Tuesday, June 15, 2010
Maldives to Phase Out HCFCs, Super Greenhouse Gases, 10 Years Early
Maldivian President Mohamed Nasheed announced that his country would phase out HCFCs by 2020, ten years ahead of what is required of his country under the Montreal Protocol. HCFCs, used commonly in refrigerators and air conditioners, are ozone-depleting chemicals that are also highly potent greenhouse gases.
In his speech announcing the accelerated commitment, Nasheed thanked his predecessor President Gayoom for having taken the lead in climate change issues. It was an unusual gesture: a leader complimenting a bitter political rival who had imprisoned and tortured and hounded him into exile.
But everything about ‘Anni’, as Maldivians affectionately call their president, shows that he is probably the only leader in this part of the world who hasn’t let the trappings of office get to him.
After giving his speech on Thursday in the resort island of Bandos, Nasheed stepped out for refreshments. He waited in line for tea, there were no sycophants and sidekicks trying to obsequiously usher him to the head of the queue. He waited like everyone else, and everyone left him alone because they knew he didn’t like the fuss.
Later, during an interview at his modest official residence in Male (he has refused to move into Gayoom’s luxurious presidential palace, which he has bequeathed to the Supreme Court) Nasheed denies he is doing this just for effect.
After he was elected to office in 2008, Nasheed drastically cut the size of the presidential secretariat, reducing its annual budget from 400 million rufias a year to 27 million ($1=12 rufiya). He's responsible for leading a nation of nearly 2,000 islands spread over 90,000 square kilometers, and what a change from the usual course of things he represents.
The first priority for every new ruler is to increase the size of the cabinet, award themselves perks, facilities and junkets. Last year, Nasheed initially canceled his trip to Copenhagen for the Climate Summit in order to save money and only decided to go after the Danish government insisted on hosting him.

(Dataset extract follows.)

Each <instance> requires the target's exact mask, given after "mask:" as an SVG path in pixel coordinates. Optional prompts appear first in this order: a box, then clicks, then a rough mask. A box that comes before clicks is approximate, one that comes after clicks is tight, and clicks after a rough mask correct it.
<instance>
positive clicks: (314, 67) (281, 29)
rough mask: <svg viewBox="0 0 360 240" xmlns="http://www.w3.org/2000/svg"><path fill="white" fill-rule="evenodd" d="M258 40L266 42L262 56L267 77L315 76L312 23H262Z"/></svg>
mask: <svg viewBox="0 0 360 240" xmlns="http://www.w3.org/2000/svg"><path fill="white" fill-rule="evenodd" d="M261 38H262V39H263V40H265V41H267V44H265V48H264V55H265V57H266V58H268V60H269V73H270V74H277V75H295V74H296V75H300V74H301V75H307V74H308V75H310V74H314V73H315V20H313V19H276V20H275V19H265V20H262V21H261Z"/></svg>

It’s not just the president, most Maldivian ministers impress visitors with their grasp of the portfolios they head. The reason is that the president appoints technocrats to ministries, not cronies from his own party or members of parliament he needs to appease. Which is why the Maldivian minister of health has a PhD in nursing, the education minister has a PhD in education, the minister of the environment has a geography masters from New Zealand and the vice president is a public health doctor who once worked for UNICEF in Kathmandu.
President Nasheed has already announced that his country will be carbon neutral by 2020. This is a huge challenge: the diesel used in the inter-island ferry system and the country’s fishing fleet needs to be replaced with biofuels, tourists have to buy carbon offsets for flights to the Maldives and back, the resorts themselves need to be converted to renewable energy, and the country has ten years to replace all thermal power plants.

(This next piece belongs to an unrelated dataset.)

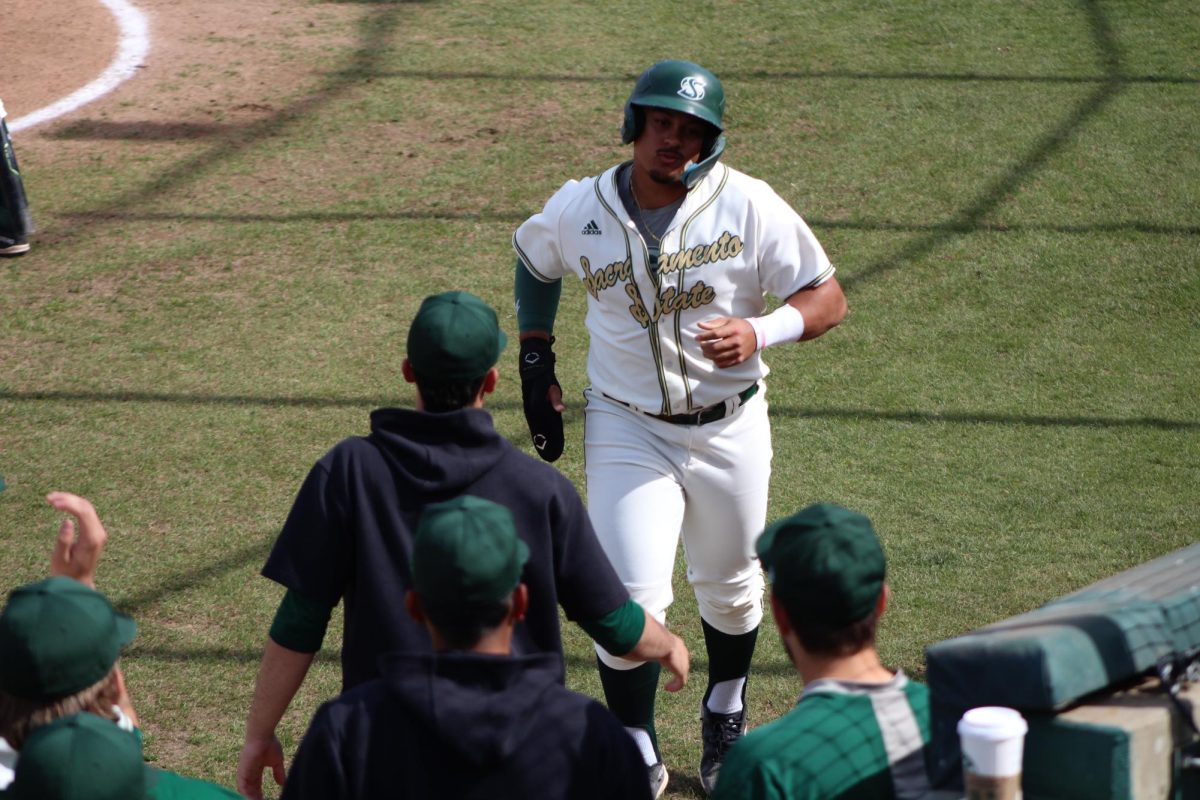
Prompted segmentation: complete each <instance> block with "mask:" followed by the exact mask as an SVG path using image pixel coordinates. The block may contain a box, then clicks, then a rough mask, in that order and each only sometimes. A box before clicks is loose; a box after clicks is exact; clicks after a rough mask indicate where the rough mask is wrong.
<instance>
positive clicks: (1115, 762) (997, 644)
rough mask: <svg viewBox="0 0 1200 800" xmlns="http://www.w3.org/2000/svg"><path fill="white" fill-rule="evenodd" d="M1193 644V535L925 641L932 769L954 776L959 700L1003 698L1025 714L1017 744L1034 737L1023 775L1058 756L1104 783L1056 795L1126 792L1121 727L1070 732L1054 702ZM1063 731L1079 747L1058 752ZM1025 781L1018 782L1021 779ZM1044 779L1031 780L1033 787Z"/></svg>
mask: <svg viewBox="0 0 1200 800" xmlns="http://www.w3.org/2000/svg"><path fill="white" fill-rule="evenodd" d="M1198 651H1200V543H1198V545H1193V546H1190V547H1187V548H1183V549H1181V551H1176V552H1175V553H1171V554H1169V555H1165V557H1163V558H1159V559H1156V560H1153V561H1147V563H1146V564H1142V565H1140V566H1136V567H1134V569H1132V570H1128V571H1126V572H1122V573H1120V575H1116V576H1114V577H1111V578H1108V579H1105V581H1102V582H1099V583H1096V584H1092V585H1090V587H1086V588H1085V589H1081V590H1080V591H1076V593H1074V594H1070V595H1067V596H1064V597H1060V599H1058V600H1055V601H1051V602H1049V603H1046V604H1045V606H1043V607H1042V608H1038V609H1036V610H1032V612H1030V613H1027V614H1021V615H1019V616H1013V618H1010V619H1007V620H1003V621H1000V622H996V624H994V625H989V626H986V627H983V628H979V630H978V631H973V632H971V633H967V634H965V636H960V637H958V638H954V639H948V640H946V642H940V643H937V644H934V645H931V646H929V648H928V649H926V651H925V662H926V668H928V681H929V688H930V696H931V712H932V720H931V723H932V747H934V757H935V762H936V774H937V775H940V776H942V778H943V780H946V781H949V782H950V783H953V782H954V781H956V780H959V776H960V774H961V772H960V769H961V768H960V764H959V758H960V756H959V750H958V733H956V724H958V720H959V717H961V715H962V712H964V711H965V710H966V709H970V708H976V706H979V705H1006V706H1009V708H1015V709H1018V710H1020V711H1021V712H1022V714H1024V715H1025V716H1026V718H1027V720H1028V721H1030V734H1028V738H1027V740H1026V745H1027V747H1026V752H1027V753H1032V750H1031V748H1032V747H1033V745H1034V744H1036V742H1040V744H1042V745H1044V747H1038V754H1034V756H1033V758H1034V760H1033V762H1032V763H1030V764H1028V769H1027V770H1026V776H1027V777H1028V776H1032V775H1049V776H1051V777H1052V776H1054V775H1055V774H1056V772H1063V766H1064V765H1066V764H1070V763H1076V764H1080V763H1092V764H1096V765H1097V769H1094V770H1092V771H1091V772H1090V774H1088V776H1087V777H1088V778H1094V780H1096V781H1097V787H1100V786H1103V787H1106V790H1105V792H1097V793H1094V794H1090V793H1086V792H1085V793H1084V794H1079V793H1069V794H1062V795H1060V796H1074V798H1114V799H1116V798H1122V796H1127V793H1126V794H1122V792H1121V789H1120V783H1121V778H1120V775H1118V774H1120V771H1121V759H1122V758H1123V756H1121V754H1120V753H1117V752H1116V751H1118V750H1121V748H1122V747H1123V746H1124V745H1123V744H1122V742H1121V736H1120V735H1117V734H1116V733H1114V732H1104V730H1103V729H1097V730H1096V732H1094V735H1093V734H1087V735H1080V732H1079V730H1078V729H1072V728H1070V723H1069V722H1067V721H1062V720H1057V718H1056V712H1057V711H1061V710H1062V709H1066V708H1068V706H1072V705H1075V704H1078V703H1080V702H1081V700H1082V699H1085V698H1090V697H1099V696H1103V694H1105V693H1108V692H1111V691H1114V690H1115V688H1117V687H1121V686H1127V685H1129V684H1130V682H1132V681H1135V680H1136V679H1138V678H1139V676H1140V675H1145V674H1146V673H1150V672H1151V670H1153V669H1154V667H1156V664H1157V662H1158V661H1159V658H1164V657H1178V656H1187V655H1194V654H1196V652H1198ZM1067 732H1069V734H1070V735H1064V734H1066V733H1067ZM1067 741H1069V742H1070V744H1069V747H1068V750H1070V748H1074V750H1079V752H1074V753H1073V752H1066V751H1064V750H1063V747H1064V745H1063V742H1067ZM1080 748H1081V750H1080ZM1084 751H1087V752H1084ZM1092 751H1094V752H1092ZM1076 757H1078V759H1076ZM1037 759H1050V760H1048V762H1046V763H1045V764H1043V763H1040V762H1038V760H1037ZM1055 759H1057V763H1056V760H1055ZM1112 770H1116V772H1117V774H1114V772H1112ZM1067 771H1068V772H1072V774H1075V775H1076V777H1078V775H1079V772H1076V770H1067ZM1115 782H1116V786H1114V783H1115ZM1126 784H1128V780H1126ZM1032 788H1033V787H1031V786H1030V784H1028V783H1026V789H1032ZM1044 788H1045V787H1042V786H1038V787H1037V789H1038V790H1037V794H1039V795H1040V794H1043V789H1044ZM1051 788H1052V787H1051ZM1051 796H1052V795H1051Z"/></svg>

To be truly carbon neutral, the country also needs to phase out the chemical called HCFC that is used in refrigeration and air conditioners in the fisheries and tourism sectors. HCFCs are harmful to the ozone layer and are also potent greenhouse gases.
While Nasheed has become popular abroad for his pioneering environmental activism, it has become more difficult for him to sell the idea of cutbacks and phaseouts at home. Which is why to his own people he justifies the switch to renewables by saying it will bring down the country’s high electricity tariff.
The country is setting up its first carbon-neutral resort in the south of the archipelago, powered by wind and solar and using cold 4 degrees Celsius water from 4 km below the ocean’s surface for cooling equipment to replace air-conditioning. All this will take time, and till then the Maldives is collaborating with the Indian Bureau of Energy Efficiency to label household appliances to cut fuel use.
As Nasheed says: “What we do is not going to save the planet, but it will save us. And we can tell the world, look it works.”
After the interview, the President of the Maldives accompanies us to the street outside and walks along the sidewalk to his office a few blocks away.